そして,大学生活全般を通じて意識してほしいことは,周囲への感謝の気持ちと思いやりの心を持つということです。今皆さんがスタートラインに立つことができているのは,皆さん一人ひとりの努力もさることながら,周囲の人達の支え,励ましがあったからこそです。家族,友人,学校,地域社会。多くの人達が皆さんの支えとなってくれています。その方々への感謝の気持ちを忘れないようにして下さい。そして,これから日々成長していく過程では,その成長を自分のためだけではなく,周りの人達へも向け,今以上に強く,優しい人間に成長して下さい。

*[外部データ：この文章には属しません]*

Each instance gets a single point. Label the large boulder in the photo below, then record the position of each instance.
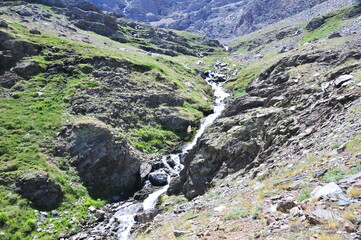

佐賀大学は,皆さんの大学生活を全力でサポートしていきます。各種相談窓口,奨学金等の生活支援,チューター制度といった教育上のサポートなど,様々な取組を通じて教員,職員をはじめ,多くの人達が皆さんを支えていきます。分からないこと,困ったことがあれば,一人で悩まずに相談して下さい。
最後に,私から皆さんへ「志,挑戦,そして未来へ」という言葉を送ります。志とそれを実現するための挑戦と努力こそが皆さんの未来を切り拓いていってくれます。「光陰矢の如し」という言葉があります。大学で学ぶことに対して,大学生活は長いようで,実際はとても短いものです。時に大きな困難に直面することもあるかもしれませんが,歩みを止めることなく,着実に未来へ向かって進んでいって下さい。
皆さんが胸に抱いている期待と希望とやる気を忘れることなく,心身ともに健康で充実した大学生活を送り,人間的に大きく成長していくことを祈念し,入学式の告辞とします。